Data and knowledge management in cross-Omics research projects.

Martin Wiesinger1, Martin Haiduk, Marco Behr

  • 1Emergentec Biodevelopment GmbH, Vienna, Austria.

Methods in Molecular Biology (Clifton, N.J.)
|March 4, 2011
PubMed
Summary
This summary is machine-generated.

This study introduces a software concept for cross-omics data sharing and integration.
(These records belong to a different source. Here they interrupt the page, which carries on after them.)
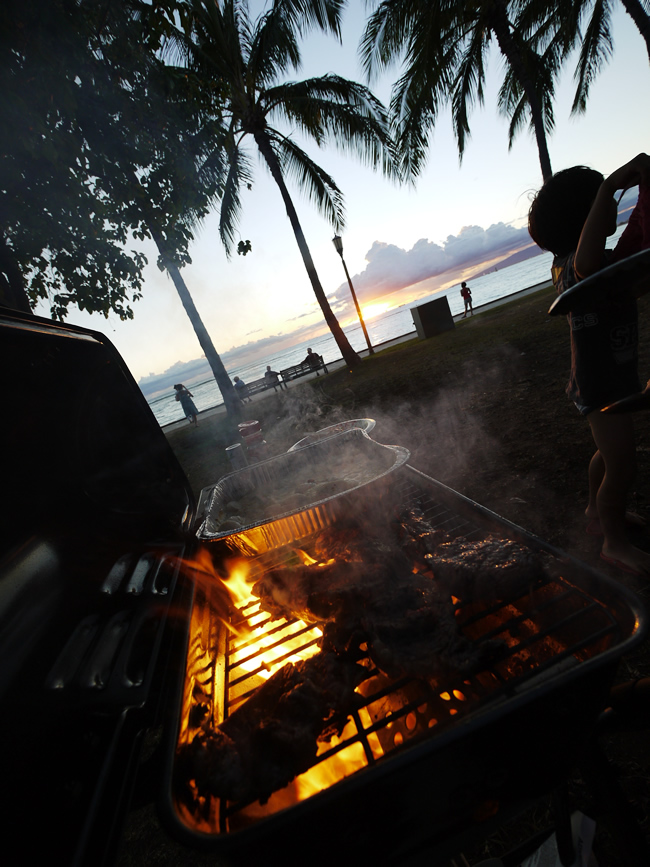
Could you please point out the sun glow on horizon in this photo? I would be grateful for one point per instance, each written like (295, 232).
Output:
(371, 310)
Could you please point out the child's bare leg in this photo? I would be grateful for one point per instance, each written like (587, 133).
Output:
(614, 437)
(596, 474)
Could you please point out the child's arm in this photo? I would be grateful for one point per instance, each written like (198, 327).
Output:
(601, 221)
(636, 236)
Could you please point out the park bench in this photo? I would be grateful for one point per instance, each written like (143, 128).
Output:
(302, 369)
(257, 385)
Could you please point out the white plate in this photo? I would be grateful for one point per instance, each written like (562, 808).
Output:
(364, 424)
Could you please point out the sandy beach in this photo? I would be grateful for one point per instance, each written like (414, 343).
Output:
(339, 363)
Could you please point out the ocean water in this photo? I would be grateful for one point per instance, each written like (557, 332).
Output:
(397, 322)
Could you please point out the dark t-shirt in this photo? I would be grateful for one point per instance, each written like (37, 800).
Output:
(604, 342)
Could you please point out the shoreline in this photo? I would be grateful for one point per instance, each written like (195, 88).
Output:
(339, 362)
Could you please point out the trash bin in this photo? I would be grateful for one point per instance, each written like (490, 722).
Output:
(432, 318)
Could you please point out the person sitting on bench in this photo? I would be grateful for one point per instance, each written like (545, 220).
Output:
(312, 359)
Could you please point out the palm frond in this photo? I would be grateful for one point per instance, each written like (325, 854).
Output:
(468, 86)
(239, 172)
(333, 110)
(597, 49)
(313, 181)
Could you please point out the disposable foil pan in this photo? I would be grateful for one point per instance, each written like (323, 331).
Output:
(350, 461)
(366, 424)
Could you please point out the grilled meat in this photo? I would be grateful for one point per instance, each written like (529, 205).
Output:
(487, 570)
(274, 736)
(407, 624)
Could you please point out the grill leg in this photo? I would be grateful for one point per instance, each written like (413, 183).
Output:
(562, 820)
(601, 779)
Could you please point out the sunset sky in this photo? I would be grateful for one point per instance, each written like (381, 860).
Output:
(455, 218)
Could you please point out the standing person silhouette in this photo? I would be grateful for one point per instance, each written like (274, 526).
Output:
(242, 390)
(274, 379)
(466, 294)
(572, 215)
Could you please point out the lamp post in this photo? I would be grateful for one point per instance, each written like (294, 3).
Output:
(338, 244)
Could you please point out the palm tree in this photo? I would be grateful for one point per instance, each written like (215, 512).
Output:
(595, 39)
(247, 60)
(445, 45)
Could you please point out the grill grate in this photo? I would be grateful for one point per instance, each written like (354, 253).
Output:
(554, 626)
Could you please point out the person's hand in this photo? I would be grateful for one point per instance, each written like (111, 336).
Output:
(637, 171)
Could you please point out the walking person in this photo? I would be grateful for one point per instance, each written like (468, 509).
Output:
(273, 378)
(572, 215)
(185, 396)
(466, 295)
(242, 390)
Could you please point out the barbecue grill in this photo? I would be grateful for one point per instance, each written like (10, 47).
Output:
(111, 632)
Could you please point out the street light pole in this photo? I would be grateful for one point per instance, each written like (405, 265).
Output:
(338, 244)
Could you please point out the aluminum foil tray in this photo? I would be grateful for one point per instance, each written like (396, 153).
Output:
(366, 424)
(275, 502)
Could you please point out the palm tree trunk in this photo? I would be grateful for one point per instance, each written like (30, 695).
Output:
(501, 26)
(230, 398)
(641, 18)
(350, 356)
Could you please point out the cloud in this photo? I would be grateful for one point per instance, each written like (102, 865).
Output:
(391, 267)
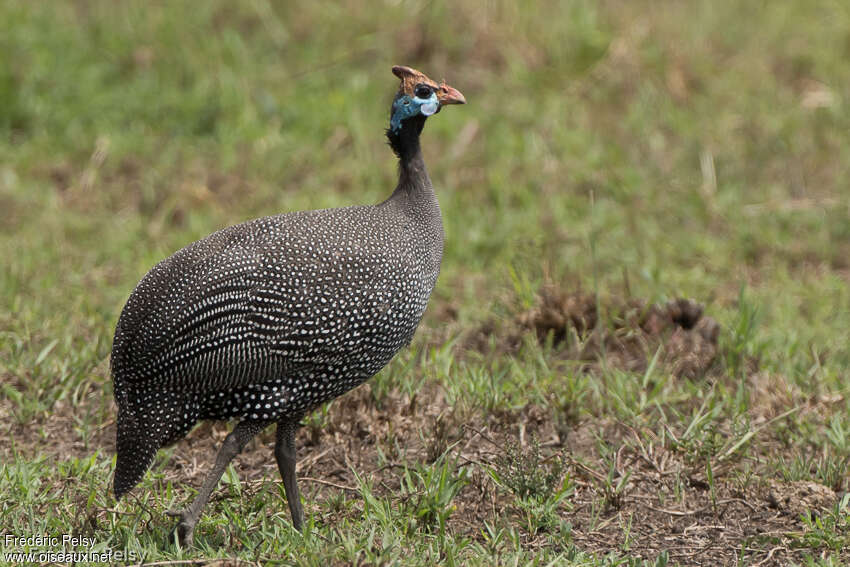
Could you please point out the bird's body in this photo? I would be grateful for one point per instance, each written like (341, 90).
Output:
(267, 319)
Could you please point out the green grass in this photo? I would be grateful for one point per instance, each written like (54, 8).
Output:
(628, 150)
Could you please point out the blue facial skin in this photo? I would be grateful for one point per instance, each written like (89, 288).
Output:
(406, 106)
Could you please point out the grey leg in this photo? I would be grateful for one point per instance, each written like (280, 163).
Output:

It facilitates hypothesis generation and knowledge discovery from multi-level omics profiles in collaborative research settings.

Related Experiment Videos

Area of Science:

  • Multi-omics research
  • Systems Biology
  • Bioinformatics

Background:

  • Cross-omics studies integrating multiple data types (e.g., transcriptomics, proteomics) are increasingly important for understanding phenotypes.
  • Specialization in omics techniques necessitates collaborative efforts and effective data sharing.

Purpose of the Study:

  • To present a software concept and methodology for fostering omics data sharing in distributed research teams.
  • To enhance cross-omics data analysis, interpretation, and hypothesis generation.

Main Methods:

  • Development of a software concept focused on data management for omics data.
  • Implementation of features for hypothesis generation through inference and semantic search.
  • Inclusion of community functions to support collaborative research.

Main Results:

  • A methodology is described that supports investigators in managing and interpreting complex omics data workflows.
  • The software concept facilitates the transition from heterogeneous omics profiles to an integrated body of knowledge.
  • The approach supports data sharing in distributed team settings.

Conclusions:

  • The proposed software concept and methodology address the need for effective data sharing and integration in cross-omics research.
  • This approach supports collaborative hypothesis generation and knowledge discovery from multi-level omics data.
  • It aids in managing complex data workflows and interpreting integrated omics profiles.